Au niveau des États membres, l’Initiative pour l’emploi des jeunes serait intégrée à la programmation du FSE. Il importe en particulier de définir avec précision les dispositions applicables en matière de communication, de suivi et d’évaluation d’impact ainsi que de gestion financière et d’établissement de rapports relatifs à l’Initiative pour l’emploi des jeunes afin que sa mise en œuvre soit simple et que ses effets soient mesurables et visibles.

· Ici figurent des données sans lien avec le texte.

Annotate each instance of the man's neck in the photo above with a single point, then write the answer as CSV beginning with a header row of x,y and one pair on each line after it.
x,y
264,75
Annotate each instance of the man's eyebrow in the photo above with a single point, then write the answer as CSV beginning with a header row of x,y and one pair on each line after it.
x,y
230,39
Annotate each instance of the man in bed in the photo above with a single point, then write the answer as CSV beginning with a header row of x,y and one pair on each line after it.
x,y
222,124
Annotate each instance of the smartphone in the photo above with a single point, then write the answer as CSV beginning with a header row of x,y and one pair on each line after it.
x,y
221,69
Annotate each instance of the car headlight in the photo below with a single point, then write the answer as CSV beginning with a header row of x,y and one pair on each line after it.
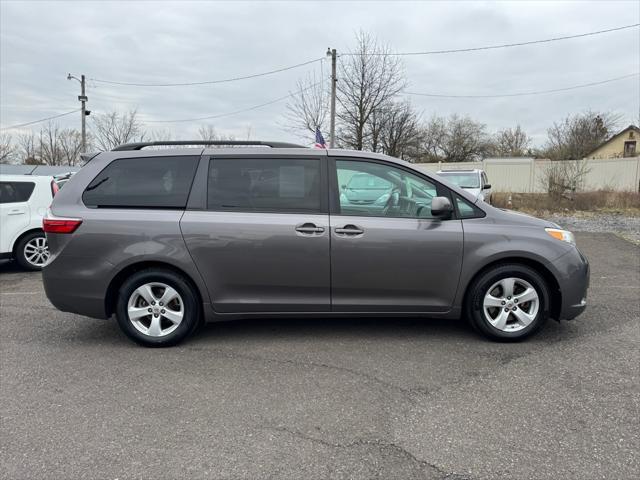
x,y
559,234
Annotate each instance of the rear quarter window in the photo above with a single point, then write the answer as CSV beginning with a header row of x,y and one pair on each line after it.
x,y
15,192
149,182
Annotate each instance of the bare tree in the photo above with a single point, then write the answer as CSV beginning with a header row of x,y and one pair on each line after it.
x,y
7,148
511,142
369,78
49,149
577,135
456,139
70,144
399,131
112,129
308,107
430,137
28,149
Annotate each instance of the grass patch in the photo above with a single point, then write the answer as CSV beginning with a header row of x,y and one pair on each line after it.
x,y
602,201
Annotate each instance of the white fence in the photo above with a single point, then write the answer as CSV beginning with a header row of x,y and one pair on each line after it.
x,y
526,175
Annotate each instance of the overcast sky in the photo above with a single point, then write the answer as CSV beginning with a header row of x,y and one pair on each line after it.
x,y
162,41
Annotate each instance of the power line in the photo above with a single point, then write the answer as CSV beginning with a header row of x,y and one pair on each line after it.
x,y
228,114
41,120
523,94
208,82
505,45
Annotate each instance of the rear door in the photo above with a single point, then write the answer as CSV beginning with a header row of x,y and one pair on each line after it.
x,y
391,254
261,240
14,211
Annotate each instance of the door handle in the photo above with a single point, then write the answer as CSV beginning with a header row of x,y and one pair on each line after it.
x,y
309,229
349,230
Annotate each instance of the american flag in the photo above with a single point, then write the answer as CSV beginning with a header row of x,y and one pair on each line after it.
x,y
320,143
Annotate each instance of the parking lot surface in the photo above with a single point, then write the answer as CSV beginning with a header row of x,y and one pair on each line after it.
x,y
307,399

À cette fin, la Commission modifie sa proposition de règlement portant dispositions communes et sa proposition de règlement relatif au FSE.

Conclusion

Pour que la Garantie pour la jeunesse devienne une réalité, il est indispensable de réaliser des investissements publics ciblés, auxquels le FSE peut apporter une contribution significative. L’Initiative pour l’emploi des jeunes devrait renforcer le soutien nécessaire du FSE à l’investissement dans le capital humain que le Conseil européen a appelé de ses vœux. Aussi la Commission réitère-t-elle sa proposition de fixer des parts minimales pour le FSE afin de garantir que la contribution de ce Fonds aux ressources de la politique de cohésion de l’UE passe de 22 % actuellement à au moins 25 %.

[1]               COM(2012) 729 final.

[2]               COM(2012) 728 final.

[3]               COM(2012) 727 final.

[4]               COM(2011) 933 final.